I think Wikipedia would benefit from some sort of development cycle, where an "in progress" copy of the article is maintained, then occasionally snapshotted to create the "official" copy. For "non real-time" articles, I would suggest that pages not significantly edited for, say, 36 or 72 hours be treated as a "final revision". (A minor alteration would be the adding/removing of symbols such as commas and apostrophes.)


This would give you the "anyone can edit" freewheeling anarchy of the current system, the live, raw feel that some apparently crave, and yet also provide a version that has some semblance of consent behind it, something that maybe isn't perfect but is good enough for now. It's not exactly QA, in the usual sense, but it's still QA, in that you've got to not find any showstoppers within some deadline.


A "traditional"(!) wikipedia with deliberately de-synchronised mainstream version would probably not be the best solution, but I honestly can't think of a better one while keeping the current approach.

Wikipedia is regularly cited on slashdot threads (1)

I'm Don Giovanni (598558) | more than 8 years ago | (#13822083)

Why do people, particularly slashdotters, keep citing wikipedia articles as if everything in there is fact? So much that's there is inaccurate and much of it is slanted to serve the contributer's particular agenda. I've even seen on another message board, somebody was arguing with another poster about some issue, and during the argument he added an article to wikipedia supporting his own side, then cited that article in a post to the message board as if it were some third party authority backing him up! LOL

Most wikipedia articles that I've seen have some kernel of truth but the articles that deal with debatable issues normally present only one side of the issue.

What about the losers? (-1, Troll)

Anonymous Coward | more than 8 years ago | (#13822102)

Wikipedia is lame, that's beyond the question.
What is more interesting is why are thousands of people worldwide wasting time on a hopeless shovelware project owned by one person?
(See also: "Welcome to Ziopedia [wikipedia.org] ")

It's still usefull (1)

Jookey (604878) | more than 8 years ago | (#13822118)

Wikipedia is one of the most usefull resources out there. I couldent remember the name of Versachis killer. I went to wikipedia and looked up fashon, then went to a list of designers(i forgot how to spell versachi), then to a biography of versachi, and then to an article on his murderer. this took me about two minutes. It would have taken alot longer using google or a lybrarian. Wikipedia is one of the best systems of organising information. Its like yahoo on crack.
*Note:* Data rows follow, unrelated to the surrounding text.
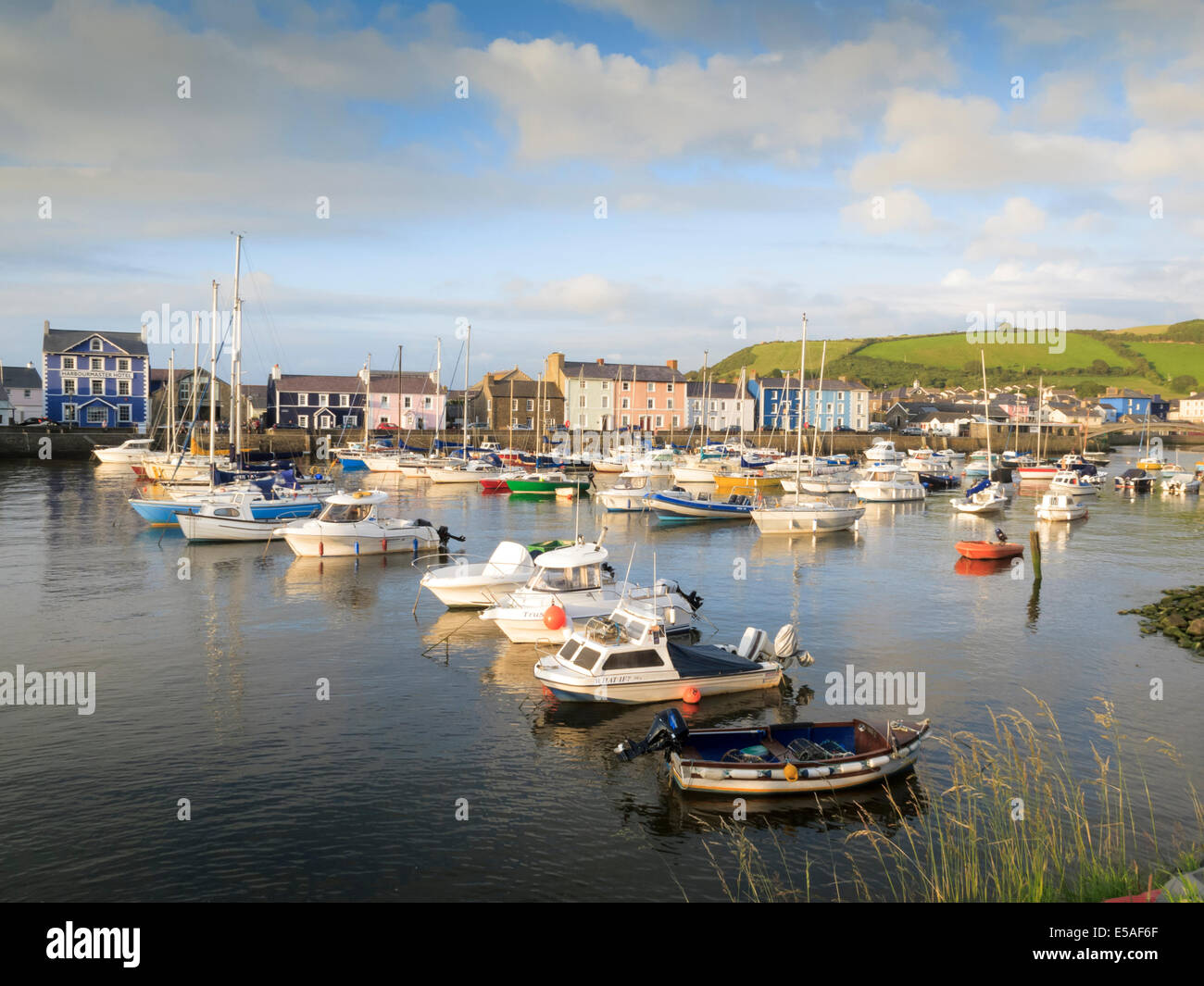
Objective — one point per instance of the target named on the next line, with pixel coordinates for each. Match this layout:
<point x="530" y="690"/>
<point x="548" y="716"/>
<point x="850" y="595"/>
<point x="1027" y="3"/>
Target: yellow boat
<point x="746" y="483"/>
Terrible journalism going on here (2, Insightful)

timster (32400) | more than 8 years ago | (#13822145)

Ok, so we have The Register with an article "Wikipedia founder admits to serious quality problems". The article consists mostly of unsubstantiated Wikipedia bashing. There is only one sentence which discusses anything the Wikipedia founder actually said -- and that is only in reference to two specific articles, not the project as a whole. Besides, it was a comment on a Wikipedia mailing list.
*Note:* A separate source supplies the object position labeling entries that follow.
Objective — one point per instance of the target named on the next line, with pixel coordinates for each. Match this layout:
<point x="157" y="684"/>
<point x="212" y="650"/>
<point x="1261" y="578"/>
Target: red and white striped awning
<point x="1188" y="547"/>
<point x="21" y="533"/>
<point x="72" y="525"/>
Slashdot, of course, turns the headline into "Wikipedia founder sees serious quality problems", as if Zonk didn't RTFA. There's a constant dialogue about where Wikipedia is good and where it is bad on Wikipedia mailing lists. Nothing has changed.

The Register's real point in the article is a propaganda one: the concept that "an encyclopedia is only as good as its worst article". Puh-leeze. That's an insult to the intelligence of readers, as if we can't tell when we are reading gold and when we are reading crap. Then again, maybe that's a problem for regular readers of The Register.